13ème Dimanche du temps ordinaire Année A

Mt 10, 37-42

Le tout pour le Tout

Par le Père Pierre ABRY,     

        « Qui aime son père, sa mère, ou encore son fils ou sa fille plus que moi, n’est pas digne de moi ! Qui a trouvé sa vie la perdra ; qui a perdu sa vie à cause de moi la trouvera. » La parole de Jésus scandalise, et pourtant… La relation à ceux qui nous ont engendrés, à ceux que nous avons engendrés et le rapport à notre propre vie, révèlent la défaillance de notre capacité à aimer, notre amour malade, souffrant d’une « névrose ontologique ». Que de conflits dans nos généalogies, nos engendrements, nos familles, nos fratries homicides ! Que de tensions intérieures, de mal-être ! C’est bien là qu’il faut identifier la réalité de notre croix… La parole de Jésus y résonne comme une libération profonde de nos affections désordonnées et souffrantes.

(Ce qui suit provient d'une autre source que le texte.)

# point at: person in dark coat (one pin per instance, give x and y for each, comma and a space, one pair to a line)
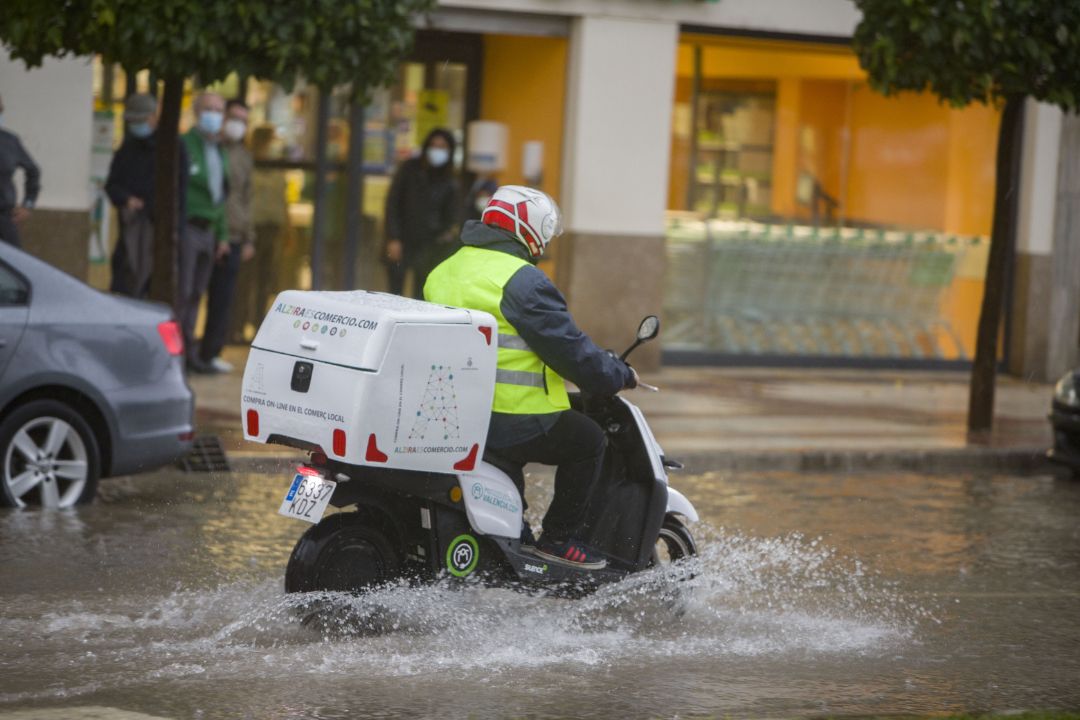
422, 209
130, 188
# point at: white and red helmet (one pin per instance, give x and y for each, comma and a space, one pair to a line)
527, 214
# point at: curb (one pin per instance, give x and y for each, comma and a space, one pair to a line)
1021, 460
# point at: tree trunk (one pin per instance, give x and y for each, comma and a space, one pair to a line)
165, 193
1002, 243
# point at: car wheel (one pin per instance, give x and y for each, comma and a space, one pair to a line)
674, 542
50, 457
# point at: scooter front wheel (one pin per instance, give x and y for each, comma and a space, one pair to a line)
674, 542
343, 552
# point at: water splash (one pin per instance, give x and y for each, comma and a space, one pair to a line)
742, 597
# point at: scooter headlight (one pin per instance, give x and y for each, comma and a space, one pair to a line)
1065, 391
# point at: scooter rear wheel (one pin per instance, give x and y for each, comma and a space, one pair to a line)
674, 542
343, 552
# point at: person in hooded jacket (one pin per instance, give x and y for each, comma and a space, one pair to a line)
422, 208
130, 186
539, 345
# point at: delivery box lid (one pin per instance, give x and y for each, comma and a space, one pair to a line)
349, 328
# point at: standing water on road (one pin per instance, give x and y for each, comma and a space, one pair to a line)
812, 595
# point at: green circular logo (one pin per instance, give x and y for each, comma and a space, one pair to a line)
462, 555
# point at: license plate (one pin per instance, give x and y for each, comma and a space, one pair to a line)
307, 498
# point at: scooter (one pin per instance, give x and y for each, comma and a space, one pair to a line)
421, 525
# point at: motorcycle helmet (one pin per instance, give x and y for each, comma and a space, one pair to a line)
531, 216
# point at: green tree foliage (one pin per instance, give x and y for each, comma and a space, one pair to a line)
328, 42
967, 51
979, 51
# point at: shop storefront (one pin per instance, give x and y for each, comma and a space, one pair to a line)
812, 218
450, 79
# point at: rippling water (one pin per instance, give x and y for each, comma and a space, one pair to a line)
812, 595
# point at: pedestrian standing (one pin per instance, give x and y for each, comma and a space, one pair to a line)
238, 205
422, 209
13, 155
270, 217
130, 188
206, 238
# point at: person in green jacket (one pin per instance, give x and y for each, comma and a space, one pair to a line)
206, 236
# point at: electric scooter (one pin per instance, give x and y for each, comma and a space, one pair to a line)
401, 524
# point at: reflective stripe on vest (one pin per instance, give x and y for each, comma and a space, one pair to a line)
474, 277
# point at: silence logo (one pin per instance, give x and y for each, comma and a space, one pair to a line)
439, 409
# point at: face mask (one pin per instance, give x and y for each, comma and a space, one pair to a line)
234, 130
139, 128
437, 157
210, 121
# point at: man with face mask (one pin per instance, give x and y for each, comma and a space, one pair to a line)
13, 155
238, 212
130, 188
206, 238
422, 209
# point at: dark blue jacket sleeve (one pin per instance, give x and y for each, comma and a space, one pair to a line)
538, 312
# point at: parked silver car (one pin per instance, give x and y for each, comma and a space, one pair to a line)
91, 385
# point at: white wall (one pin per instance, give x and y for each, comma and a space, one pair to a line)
1042, 133
621, 83
821, 17
51, 110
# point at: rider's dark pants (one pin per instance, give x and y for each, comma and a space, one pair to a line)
576, 444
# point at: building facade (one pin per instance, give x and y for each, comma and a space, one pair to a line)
723, 163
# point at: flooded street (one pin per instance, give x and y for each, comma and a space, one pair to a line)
813, 595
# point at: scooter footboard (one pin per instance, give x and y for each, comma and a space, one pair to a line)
625, 513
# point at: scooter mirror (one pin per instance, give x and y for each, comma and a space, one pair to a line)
649, 328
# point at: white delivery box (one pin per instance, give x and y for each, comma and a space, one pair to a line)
373, 379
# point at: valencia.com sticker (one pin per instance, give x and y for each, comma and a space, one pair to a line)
462, 555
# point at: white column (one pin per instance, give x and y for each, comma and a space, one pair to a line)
51, 109
1042, 133
620, 87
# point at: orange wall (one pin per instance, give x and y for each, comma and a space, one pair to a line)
524, 86
973, 141
905, 160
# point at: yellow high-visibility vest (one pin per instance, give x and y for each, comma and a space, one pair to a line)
474, 277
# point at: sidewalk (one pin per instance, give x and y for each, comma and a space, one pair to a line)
778, 419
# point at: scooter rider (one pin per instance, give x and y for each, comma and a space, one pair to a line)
539, 344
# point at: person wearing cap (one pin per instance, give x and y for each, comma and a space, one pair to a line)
13, 155
238, 213
130, 188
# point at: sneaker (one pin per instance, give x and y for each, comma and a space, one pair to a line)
219, 365
196, 366
570, 553
528, 540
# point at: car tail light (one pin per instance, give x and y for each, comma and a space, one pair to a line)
170, 331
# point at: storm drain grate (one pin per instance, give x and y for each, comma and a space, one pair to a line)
206, 456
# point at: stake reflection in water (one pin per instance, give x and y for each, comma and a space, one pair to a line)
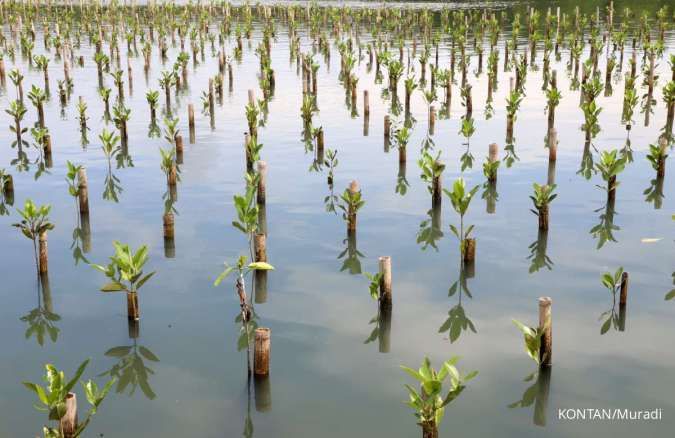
42, 319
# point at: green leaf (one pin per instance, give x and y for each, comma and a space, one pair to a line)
414, 374
144, 279
222, 276
39, 390
113, 287
670, 295
260, 266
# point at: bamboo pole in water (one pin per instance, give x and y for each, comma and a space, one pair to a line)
83, 190
261, 356
68, 423
623, 298
43, 253
545, 323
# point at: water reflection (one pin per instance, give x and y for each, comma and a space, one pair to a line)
536, 394
458, 322
430, 229
491, 196
382, 328
604, 231
402, 183
671, 295
42, 319
350, 256
538, 257
131, 370
654, 193
613, 318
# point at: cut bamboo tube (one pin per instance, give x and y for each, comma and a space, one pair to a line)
623, 299
262, 182
385, 280
261, 357
83, 191
545, 323
44, 253
68, 423
260, 247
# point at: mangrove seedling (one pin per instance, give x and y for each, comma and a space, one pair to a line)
609, 166
374, 284
17, 110
352, 202
34, 225
613, 284
533, 341
54, 400
243, 268
331, 162
152, 96
490, 170
460, 199
168, 165
542, 197
38, 97
125, 272
429, 402
432, 170
657, 158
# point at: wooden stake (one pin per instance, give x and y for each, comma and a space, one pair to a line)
545, 323
623, 299
432, 119
385, 281
261, 357
366, 104
44, 253
191, 122
169, 221
262, 182
552, 145
179, 149
260, 247
83, 190
469, 253
68, 423
133, 312
351, 214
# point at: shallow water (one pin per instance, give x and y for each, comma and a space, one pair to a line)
325, 381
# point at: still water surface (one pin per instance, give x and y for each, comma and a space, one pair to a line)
325, 381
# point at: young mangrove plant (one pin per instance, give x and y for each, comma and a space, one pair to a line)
541, 198
247, 210
17, 110
246, 309
351, 202
34, 225
513, 101
59, 401
168, 165
432, 170
613, 283
331, 162
609, 166
125, 272
460, 199
657, 158
490, 169
429, 401
38, 97
152, 97
533, 341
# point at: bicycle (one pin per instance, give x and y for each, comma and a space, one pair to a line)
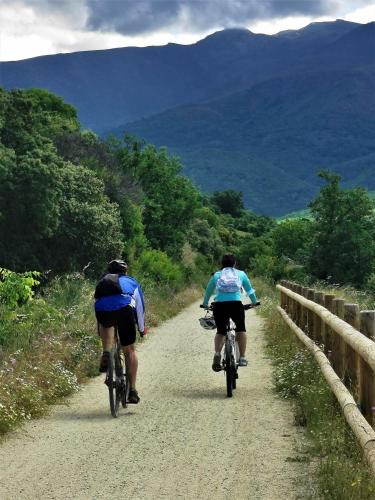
117, 380
230, 358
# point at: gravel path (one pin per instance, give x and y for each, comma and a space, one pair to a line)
184, 440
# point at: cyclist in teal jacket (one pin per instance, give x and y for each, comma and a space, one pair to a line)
228, 284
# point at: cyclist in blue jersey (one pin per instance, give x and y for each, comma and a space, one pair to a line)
227, 284
119, 302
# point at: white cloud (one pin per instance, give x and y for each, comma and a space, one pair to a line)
38, 27
362, 15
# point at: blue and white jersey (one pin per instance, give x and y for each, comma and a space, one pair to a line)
131, 296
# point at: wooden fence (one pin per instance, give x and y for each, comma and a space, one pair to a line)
341, 337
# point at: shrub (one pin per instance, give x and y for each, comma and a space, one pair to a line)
16, 288
157, 266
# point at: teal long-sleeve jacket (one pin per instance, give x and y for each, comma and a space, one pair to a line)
227, 296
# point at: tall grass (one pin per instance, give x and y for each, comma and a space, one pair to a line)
49, 346
340, 471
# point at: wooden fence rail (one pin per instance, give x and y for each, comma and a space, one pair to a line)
341, 337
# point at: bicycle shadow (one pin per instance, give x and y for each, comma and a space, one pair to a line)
199, 393
98, 415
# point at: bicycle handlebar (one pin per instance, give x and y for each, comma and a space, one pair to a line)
246, 306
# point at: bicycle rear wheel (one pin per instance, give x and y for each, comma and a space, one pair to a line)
122, 391
111, 382
229, 369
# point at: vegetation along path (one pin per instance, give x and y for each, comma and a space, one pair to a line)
184, 440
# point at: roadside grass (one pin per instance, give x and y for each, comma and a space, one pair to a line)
341, 472
49, 346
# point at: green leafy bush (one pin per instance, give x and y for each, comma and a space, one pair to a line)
157, 266
16, 288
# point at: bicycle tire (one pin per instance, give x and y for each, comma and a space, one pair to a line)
125, 396
229, 369
123, 381
234, 385
111, 383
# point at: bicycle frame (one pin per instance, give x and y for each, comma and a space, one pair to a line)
116, 378
230, 357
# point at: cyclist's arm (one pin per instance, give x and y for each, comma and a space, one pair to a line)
139, 309
209, 290
249, 288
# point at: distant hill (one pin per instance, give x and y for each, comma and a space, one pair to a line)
110, 87
253, 112
271, 139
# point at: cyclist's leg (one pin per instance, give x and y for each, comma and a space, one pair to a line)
238, 316
221, 319
106, 334
106, 322
131, 361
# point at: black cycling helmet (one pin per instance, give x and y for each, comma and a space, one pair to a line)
117, 267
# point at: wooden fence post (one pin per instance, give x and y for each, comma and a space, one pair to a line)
328, 304
304, 310
318, 323
282, 295
351, 316
338, 345
310, 314
367, 382
299, 308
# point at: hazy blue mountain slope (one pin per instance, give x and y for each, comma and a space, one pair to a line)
282, 131
114, 86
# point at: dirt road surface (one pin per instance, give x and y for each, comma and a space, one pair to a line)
184, 440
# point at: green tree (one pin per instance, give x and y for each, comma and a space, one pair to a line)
343, 243
291, 238
170, 199
228, 202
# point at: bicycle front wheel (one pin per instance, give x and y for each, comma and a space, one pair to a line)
229, 369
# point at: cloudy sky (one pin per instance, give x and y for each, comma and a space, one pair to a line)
30, 28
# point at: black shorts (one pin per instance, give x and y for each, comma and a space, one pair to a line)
124, 320
232, 309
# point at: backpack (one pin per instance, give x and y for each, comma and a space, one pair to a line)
108, 285
229, 281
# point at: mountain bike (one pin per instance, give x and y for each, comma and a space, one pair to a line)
116, 378
230, 355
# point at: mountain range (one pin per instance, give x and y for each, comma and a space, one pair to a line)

        Que signifie « ne pas être digne » de Jésus ? Ce terme grec « axios », avant de prendre une connotation moralisante, signifie contrebalancé, de même poids, de même valeur. On dirait aujourd’hui « qu’il ne fait pas le poids », celui qui aime ses proches plus que Jésus. En effet, Jésus a manifesté l’amour dans sa plénitude : « Ayant aimé les siens qui étaient dans le monde, il les aima jusqu’au bout » (Jn 13,1) par amour de Dieu plus que de tout. Par don de grâce, le disciple est appelé à un amour qui réponde à cet amour, un amour de même poids. « Le disciple n’est pas au-dessus de son maître ; mais tout disciple accompli sera comme son maître » (Lc 6,40) En accueillant « l’extraordinaire » (Mt 5,47) de la grâce, déversée en son cœur comme « une bonne mesure, tassée, secouée, débordante » (Lc 6,38), le disciple sera rendu « parfait comme le Père céleste est parfait. » (Mt 5,48) Pour sauver sa vie, Pierre l’a perdue en reniant par trois fois le Christ. Après la résurrection, il confessera à trois reprises son amour pour le Seigneur « qui sait tout », acceptant à son tour d’étendre les mains, de recevoir d’un autre la force, et d’être conduit où humainement il ne voudrait pas et ne pourrait pas aller. (Jn 21,18)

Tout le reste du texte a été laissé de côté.